E isso, na seara do Direito Eleitoral, encontra território fértil na teoria funcionalista do direito de Norberto Bobbio, pois enseja uma hermenêutica normativa para a qual o direito, enquanto tal, inclusive se é definido de forma neutra como técnica de organização social, tem função social axiologicamente positiva, até o ponto de que pode ser considerado um meio necessário para alcançar e conservar o bem coletivo (...). (apud in GREPPI, Andrea. Teoria e ideologia en el pensamiento de Noberto Bobbio. Madrid: Marcial Pons, 1988, p. 11).

A propósito, este é o entendimento do Ministro Cesar Asfor Rocha, quando relator da Consulta n. 1.398/TSE (Sessão Administrativa de 27.3.2007):

Ouso afirmar que a teoria funcionalista do direito evita que o intérprete caia na tentação de conhecer o sistema jurídico apenas pelas suas normas, excluindo-se dele a sua posição, empobrecendo-o quase até à miséria; recuso, portanto, a postura simplificadora do direito e penso que a parte mais significativa do fenômeno jurídico é mesmo a representada pelo quadro axiológico.

E, sob tal perspectiva, faz-se mister analisar o que dispõe o art. 3º, incs.

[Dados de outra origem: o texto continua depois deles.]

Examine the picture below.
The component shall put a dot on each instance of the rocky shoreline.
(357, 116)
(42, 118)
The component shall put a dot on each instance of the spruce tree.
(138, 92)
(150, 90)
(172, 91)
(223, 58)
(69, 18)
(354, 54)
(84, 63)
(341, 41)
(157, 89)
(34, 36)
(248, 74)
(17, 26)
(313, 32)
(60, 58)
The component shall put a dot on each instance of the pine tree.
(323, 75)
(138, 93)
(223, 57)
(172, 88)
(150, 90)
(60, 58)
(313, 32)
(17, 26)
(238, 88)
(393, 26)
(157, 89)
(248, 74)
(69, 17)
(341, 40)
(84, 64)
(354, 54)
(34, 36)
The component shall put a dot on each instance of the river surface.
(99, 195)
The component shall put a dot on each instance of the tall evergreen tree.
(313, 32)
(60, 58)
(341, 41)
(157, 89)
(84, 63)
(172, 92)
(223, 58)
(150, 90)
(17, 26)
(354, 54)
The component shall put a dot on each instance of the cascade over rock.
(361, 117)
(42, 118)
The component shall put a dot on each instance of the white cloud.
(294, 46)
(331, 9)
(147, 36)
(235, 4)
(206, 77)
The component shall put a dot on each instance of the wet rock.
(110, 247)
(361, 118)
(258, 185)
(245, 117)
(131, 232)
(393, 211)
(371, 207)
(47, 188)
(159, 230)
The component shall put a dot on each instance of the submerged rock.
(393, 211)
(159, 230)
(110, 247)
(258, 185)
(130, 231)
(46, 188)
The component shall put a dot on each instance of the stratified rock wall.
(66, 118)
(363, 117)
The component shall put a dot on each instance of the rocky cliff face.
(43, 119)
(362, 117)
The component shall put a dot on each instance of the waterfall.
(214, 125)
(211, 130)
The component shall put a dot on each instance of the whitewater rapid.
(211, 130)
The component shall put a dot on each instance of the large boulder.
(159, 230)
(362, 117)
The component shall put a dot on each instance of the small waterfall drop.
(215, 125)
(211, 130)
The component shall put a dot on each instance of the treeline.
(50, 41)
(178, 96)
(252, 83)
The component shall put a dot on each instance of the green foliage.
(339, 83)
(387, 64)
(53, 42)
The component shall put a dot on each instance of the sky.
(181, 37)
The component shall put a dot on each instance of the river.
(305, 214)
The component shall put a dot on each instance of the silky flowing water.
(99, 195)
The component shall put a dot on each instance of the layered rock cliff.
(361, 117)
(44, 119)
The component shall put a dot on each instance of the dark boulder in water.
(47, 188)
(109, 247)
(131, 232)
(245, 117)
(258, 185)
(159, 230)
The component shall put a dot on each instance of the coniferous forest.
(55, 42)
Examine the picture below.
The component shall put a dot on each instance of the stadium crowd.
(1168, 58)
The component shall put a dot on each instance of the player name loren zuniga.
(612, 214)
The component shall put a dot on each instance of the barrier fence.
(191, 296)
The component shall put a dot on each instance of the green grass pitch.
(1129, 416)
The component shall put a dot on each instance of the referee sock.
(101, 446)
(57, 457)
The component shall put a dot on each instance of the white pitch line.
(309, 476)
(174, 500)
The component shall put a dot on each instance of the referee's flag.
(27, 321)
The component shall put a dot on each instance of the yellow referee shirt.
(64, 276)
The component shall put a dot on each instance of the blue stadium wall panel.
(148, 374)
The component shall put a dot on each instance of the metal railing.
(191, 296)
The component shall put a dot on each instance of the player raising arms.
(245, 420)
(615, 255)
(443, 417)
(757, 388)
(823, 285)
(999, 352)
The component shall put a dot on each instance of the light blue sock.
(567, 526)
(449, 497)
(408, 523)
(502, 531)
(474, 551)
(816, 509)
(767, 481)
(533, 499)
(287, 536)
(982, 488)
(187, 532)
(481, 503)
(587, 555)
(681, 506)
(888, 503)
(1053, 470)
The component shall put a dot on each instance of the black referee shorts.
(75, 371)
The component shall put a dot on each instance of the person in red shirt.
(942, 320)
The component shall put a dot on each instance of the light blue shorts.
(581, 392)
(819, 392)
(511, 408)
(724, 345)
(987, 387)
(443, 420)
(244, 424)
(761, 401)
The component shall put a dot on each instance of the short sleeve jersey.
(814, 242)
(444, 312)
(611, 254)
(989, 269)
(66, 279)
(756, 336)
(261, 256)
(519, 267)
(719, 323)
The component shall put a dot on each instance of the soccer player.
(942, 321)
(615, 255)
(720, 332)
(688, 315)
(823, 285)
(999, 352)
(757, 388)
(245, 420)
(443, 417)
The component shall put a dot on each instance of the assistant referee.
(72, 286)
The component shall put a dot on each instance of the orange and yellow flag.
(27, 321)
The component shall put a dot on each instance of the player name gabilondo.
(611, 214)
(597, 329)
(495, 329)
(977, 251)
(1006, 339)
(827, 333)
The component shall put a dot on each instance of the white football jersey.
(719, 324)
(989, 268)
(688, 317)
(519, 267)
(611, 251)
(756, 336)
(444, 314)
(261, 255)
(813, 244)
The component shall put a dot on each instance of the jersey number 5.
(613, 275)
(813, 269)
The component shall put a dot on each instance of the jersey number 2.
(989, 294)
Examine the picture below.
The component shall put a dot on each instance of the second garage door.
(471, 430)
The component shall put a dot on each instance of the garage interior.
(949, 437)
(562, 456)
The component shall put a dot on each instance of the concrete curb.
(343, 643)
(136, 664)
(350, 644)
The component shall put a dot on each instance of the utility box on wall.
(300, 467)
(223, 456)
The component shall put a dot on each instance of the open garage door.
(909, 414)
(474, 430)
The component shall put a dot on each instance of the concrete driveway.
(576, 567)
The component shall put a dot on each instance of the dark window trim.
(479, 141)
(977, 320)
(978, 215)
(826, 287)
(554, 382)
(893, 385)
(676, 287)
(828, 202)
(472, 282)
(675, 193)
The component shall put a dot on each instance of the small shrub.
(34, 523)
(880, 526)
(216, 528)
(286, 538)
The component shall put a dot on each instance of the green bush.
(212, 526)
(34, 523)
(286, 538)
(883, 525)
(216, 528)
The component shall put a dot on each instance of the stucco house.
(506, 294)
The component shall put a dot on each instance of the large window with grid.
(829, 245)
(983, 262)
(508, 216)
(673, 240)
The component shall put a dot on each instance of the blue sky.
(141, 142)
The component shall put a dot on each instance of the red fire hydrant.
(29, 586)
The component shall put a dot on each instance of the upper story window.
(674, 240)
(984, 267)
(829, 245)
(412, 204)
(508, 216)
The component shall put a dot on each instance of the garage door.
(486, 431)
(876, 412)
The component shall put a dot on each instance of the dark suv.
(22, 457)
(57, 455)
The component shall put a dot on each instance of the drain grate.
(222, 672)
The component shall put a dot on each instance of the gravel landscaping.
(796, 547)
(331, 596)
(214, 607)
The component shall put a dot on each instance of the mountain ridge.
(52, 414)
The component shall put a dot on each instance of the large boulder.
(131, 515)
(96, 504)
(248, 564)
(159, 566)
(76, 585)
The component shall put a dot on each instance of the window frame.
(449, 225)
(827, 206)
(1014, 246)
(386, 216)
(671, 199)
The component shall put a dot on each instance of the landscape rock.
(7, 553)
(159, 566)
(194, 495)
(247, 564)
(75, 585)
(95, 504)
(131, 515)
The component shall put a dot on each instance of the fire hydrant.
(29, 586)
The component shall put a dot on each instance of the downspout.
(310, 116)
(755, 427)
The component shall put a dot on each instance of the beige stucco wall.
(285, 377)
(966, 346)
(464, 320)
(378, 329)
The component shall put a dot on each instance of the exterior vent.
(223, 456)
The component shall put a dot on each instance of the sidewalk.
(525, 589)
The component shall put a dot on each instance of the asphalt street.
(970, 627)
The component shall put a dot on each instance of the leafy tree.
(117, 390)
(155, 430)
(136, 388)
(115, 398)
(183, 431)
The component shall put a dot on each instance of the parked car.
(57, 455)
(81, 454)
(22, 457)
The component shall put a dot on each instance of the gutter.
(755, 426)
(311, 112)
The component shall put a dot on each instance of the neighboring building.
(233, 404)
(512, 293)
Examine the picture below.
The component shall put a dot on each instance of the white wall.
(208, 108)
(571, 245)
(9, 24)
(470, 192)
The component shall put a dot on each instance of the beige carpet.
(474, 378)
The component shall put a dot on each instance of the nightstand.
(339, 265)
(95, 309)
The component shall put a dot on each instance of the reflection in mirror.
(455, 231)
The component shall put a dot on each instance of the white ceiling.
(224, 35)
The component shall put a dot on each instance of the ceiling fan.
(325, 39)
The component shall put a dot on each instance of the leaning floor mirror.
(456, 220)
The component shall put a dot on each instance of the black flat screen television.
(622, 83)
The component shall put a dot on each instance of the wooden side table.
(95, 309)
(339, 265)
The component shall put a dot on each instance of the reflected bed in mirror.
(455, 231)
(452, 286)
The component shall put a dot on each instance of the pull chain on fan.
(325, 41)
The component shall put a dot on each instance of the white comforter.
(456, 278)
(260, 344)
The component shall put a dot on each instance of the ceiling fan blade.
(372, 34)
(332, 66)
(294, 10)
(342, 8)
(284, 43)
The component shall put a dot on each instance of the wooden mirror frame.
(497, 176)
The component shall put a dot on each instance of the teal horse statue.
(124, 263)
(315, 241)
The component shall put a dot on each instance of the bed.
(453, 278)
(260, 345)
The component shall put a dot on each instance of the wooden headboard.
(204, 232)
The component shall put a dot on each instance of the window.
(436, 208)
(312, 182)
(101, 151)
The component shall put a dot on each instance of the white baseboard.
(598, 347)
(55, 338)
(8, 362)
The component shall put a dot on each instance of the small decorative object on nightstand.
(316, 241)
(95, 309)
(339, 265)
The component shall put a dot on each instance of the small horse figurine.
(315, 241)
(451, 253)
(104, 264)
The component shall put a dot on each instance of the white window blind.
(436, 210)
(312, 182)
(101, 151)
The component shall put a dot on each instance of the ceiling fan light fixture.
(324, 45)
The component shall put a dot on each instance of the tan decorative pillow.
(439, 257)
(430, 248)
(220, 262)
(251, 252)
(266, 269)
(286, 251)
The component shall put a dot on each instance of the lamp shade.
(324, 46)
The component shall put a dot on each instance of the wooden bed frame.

IV, V e VI, do Código de Ética do Partido dos Trabalhadores, disponibilizado no sítio oficial da agremiação na internet [www.pt.org.br/wp-content/uploads/2014/03/codigodeetica.pdf], cotejando-os com as supra citadas investigações criminais:

Art. 3º. São princípios éticos fundamentais que devem orientar a conduta de todos os filiados ao Partido dos Trabalhadores:

[...]

IV - o respeito à moralidade administrativa, à coisa pública e à transparência na gestão de recursos públicos de qualquer natureza, e por conseqüência, o combate a práticas patrimonialistas e clientelistas nas relações com aqueles que exercem função pública;

V – a supremacia dos interesses partidários sobre os interesses particulares, de tendências partidárias, de correntes ou grupos internos;

VI- o dever de denunciar, junto aos órgãos públicos competentes, ilícitos que impliquem em lesão à probidade administrativa, à igualdade de todos os cidadãos perante a lei, ao meio ambiente, ao patrimônio histórico, artístico e cultural do país, bem como aos interesses da coletividade em geral;

Frise-se, por oportuno, que neste momento não está sendo feita absolutamente qualquer espécie de valoração das condutas do partido requerente, seus dirigentes e filiados, mas apenas e tão somente se constatando que as justificativas esposadas pelo vereador requerido para se desfiliar estão sobejamente justificadas, porquanto demonstram que aquele partido de esquerda, fundado há 36 anos, extremamente preocupado com ética do trato da coisa pública, efetivamente sofreu expressiva mutação substancial do seu programa partidário, seja no que se refere aos aspectos éticos, seja no que tange aos elementos de natureza ideológica, haja vista a inegável dissociação dos temas tradicionalmente defendidos pela agremiação, porquanto vem sendo suprimidos diversos direitos sociais (v.g. reforma previdenciária iniciada pela Lei n. 13.135/15, modificações do seguro-desemprego consolidadas na Lei n. 13.134/15, ajuste fiscal estabelecido por diversas leis, entre elas a Lei n. 13.169/15).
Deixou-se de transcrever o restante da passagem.